Другое замечание, которое я должен сделать, относится к тотализации как движению истории и как теоретической и практической попытке “отнести” какое-либо событие, какую-либо группу или отдельного человека. Как я заметил выше, одно и то же действие может оцениваться на все более и более конкретных уровнях, и следовательно, оно выражается в ряде весьма различных значений. Отсюда нельзя заключать, по примеру некоторых философов, что эти значения пребывают независимыми, что их разделяет, так сказать, непреодолимое расстояние.
Конечно, марксист в общем и целом не совершает такой ошибки: он показывает, каким образом базисные значения порождают значения надстроечные. Он может пойти дальше и показать символическую функцию тех или иных надстроечных видов деятельности или надстроечных убеждений – наряду с их самостоятельностью.
Однако этого недостаточно для тотализации как процесса диалектического раскрытия. Накладывающиеся друг на друга значения выделяются и описываются посредством анализа. Движение же, соединяющее их в жизни, наоборот, является синтетическим. Обусловленность остается той же, поэтому не меняется ни значимость факторов, ни их порядок; но исследователь упустит из виду человеческую реальность, если не будет рассматривать значения как синтетические, многомерные, неразложимые объекты, занимающие свои места в пространстве-времени в разных измерениях.
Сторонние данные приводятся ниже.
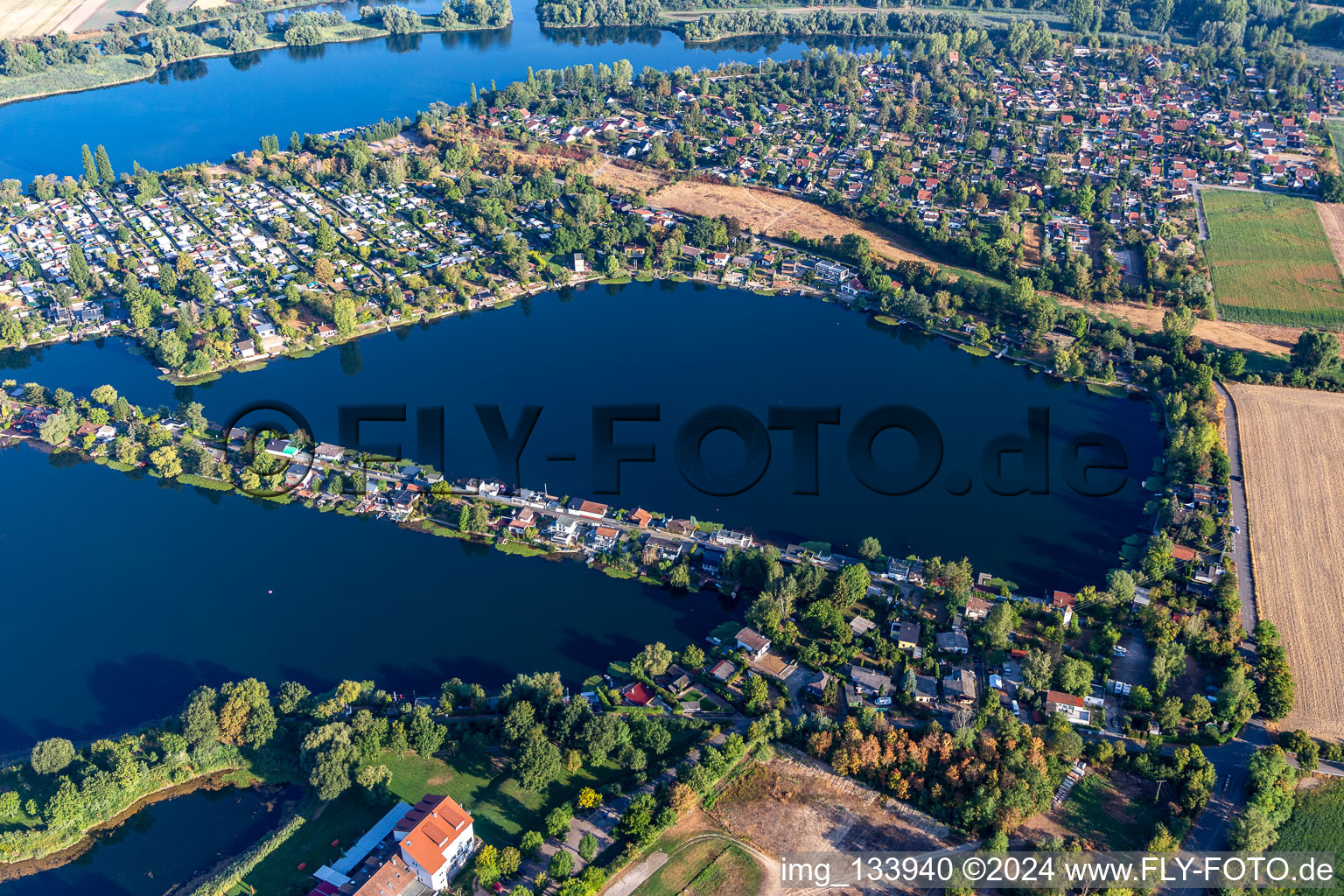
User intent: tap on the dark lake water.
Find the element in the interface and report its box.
[0,284,1158,763]
[0,0,881,184]
[0,790,279,896]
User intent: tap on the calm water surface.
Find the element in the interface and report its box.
[0,0,881,183]
[0,284,1158,763]
[0,790,279,896]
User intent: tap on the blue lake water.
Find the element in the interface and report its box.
[0,788,279,896]
[0,284,1158,748]
[0,0,881,184]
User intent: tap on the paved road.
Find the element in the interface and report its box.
[1214,383,1256,635]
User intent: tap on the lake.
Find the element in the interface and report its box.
[0,0,886,184]
[0,788,279,896]
[0,282,1158,748]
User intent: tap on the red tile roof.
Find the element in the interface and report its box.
[396,794,472,873]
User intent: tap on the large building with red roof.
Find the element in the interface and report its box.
[393,794,476,891]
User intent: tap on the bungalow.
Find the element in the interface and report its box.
[934,632,970,653]
[850,617,878,638]
[892,622,920,650]
[648,535,682,563]
[621,681,657,707]
[589,525,621,550]
[313,442,346,464]
[815,259,850,284]
[710,660,738,681]
[850,663,893,707]
[710,529,752,550]
[942,666,980,707]
[738,627,770,660]
[1050,592,1078,625]
[966,597,993,620]
[546,516,579,547]
[570,501,607,520]
[1046,690,1091,725]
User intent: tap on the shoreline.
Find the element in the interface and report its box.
[0,18,514,106]
[0,768,243,883]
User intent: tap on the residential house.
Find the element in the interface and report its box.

Будет ошибкой сводить переживаемое значение к его простому линейному выражению в языке. Наоборот, индивидуальный мятеж “угонщика самолета”, как мы видели, есть партикуляризация коллективного мятежа населения колоний – при том что он есть, в самом своем воплощении, освободительный акт. Следует уяснить, что эта сложная связь коллективного мятежа и индивидуальной навязчивой идеи не может быть ни сведена к метафорической связи, ни растворена в общности. Конкретное присутствие предмета навязчивой идеи – самолета, практические заботы (как в него проникнуть? когда? и т. д.) суть нечто несводимое: этот человек не думал устраивать политическую демонстрацию, он был озабочен своей личной судьбой.
Но мы знаем и другое: то, что он совершал в действительности (коллективный протест, освободительный бунт), не могло не содержаться в неявной форме в том, что он делал в собственных глазах. Таким образом, невозможно ни разделить эти два значения, ни свести одно к другому: это две стороны одного и того же объекта.
Есть еще и третья сторона-отношение к смерти, т. е. одновременно и отрицание, и принятие перечеркнутого будущего. Эта смерть выражает в то же время невозможное восстание его народа, следовательно, его нынешнюю связь с колонизаторами, обострение ненависти и неприятия, наконец, сокровенный замысел этого человека и сделанный им выбор – в пользу ослепительной минутной свободы, свободы, чтобы умереть.
Эти различные аспекты отношения к смерти, в свою очередь, составляют единство и несводимы друг к другу. Они придают действию новые измерения; вместе с тем они отражают отношение к колонизаторам и особое отношение к предмету (навязчивую идею), т. е. измерения, выявленные выше, и сами отражаются в них, – иначе говоря, эти определения соединяют в себе мятеж ценой смерти и свободу, чтобы умереть.
У нас, конечно, нет другой информации: мы не знаем, какое детство, какой опыт, какие материальные условия характеризуют этого человека и придают окраску его проекту. Однако несомненно, что каждое из названных определений было бы обогащением, каждое содержало бы в себе другие (разве детство, как бы оно ни прошло, не было осознанием этого безнадежного положения, этого будущего без будущего и т. д.?
Связь детства и смерти является настолько тесной и все мы так часто ее ощущаем, что можно спросить себя, не бывало ли у нас уже с самых ранних лет желания доказать-и-умереть, и т. д.) и каждое при особом освещении показывало бы нам, что оно существует в других значениях – как свернутое (есrаsee) присутствие, как иррациональная связь некоторых знаков и т. д. А сама материальная сторона жизни – разве она не входит сюда как фундаментальное условие и как объективное значение всех приведенных значений?
Романист покажет нам то одно, то другое из этих измерений в виде мыслей, чередующихся в “уме” его героя. Но он нам солжет: речь идет не о мыслях (или не обязательно о мыслях), и все эти измерения даны одновременно, человек заключен внутри, он всегда прикован ко всем этим стенам, его окружающим, и знает, что он заточен. Все эти стены – одна темница, а темница эта – одна жизнь, одно действие; каждое значение постоянно трансформируется, его трансформация отражается на всех остальных значениях.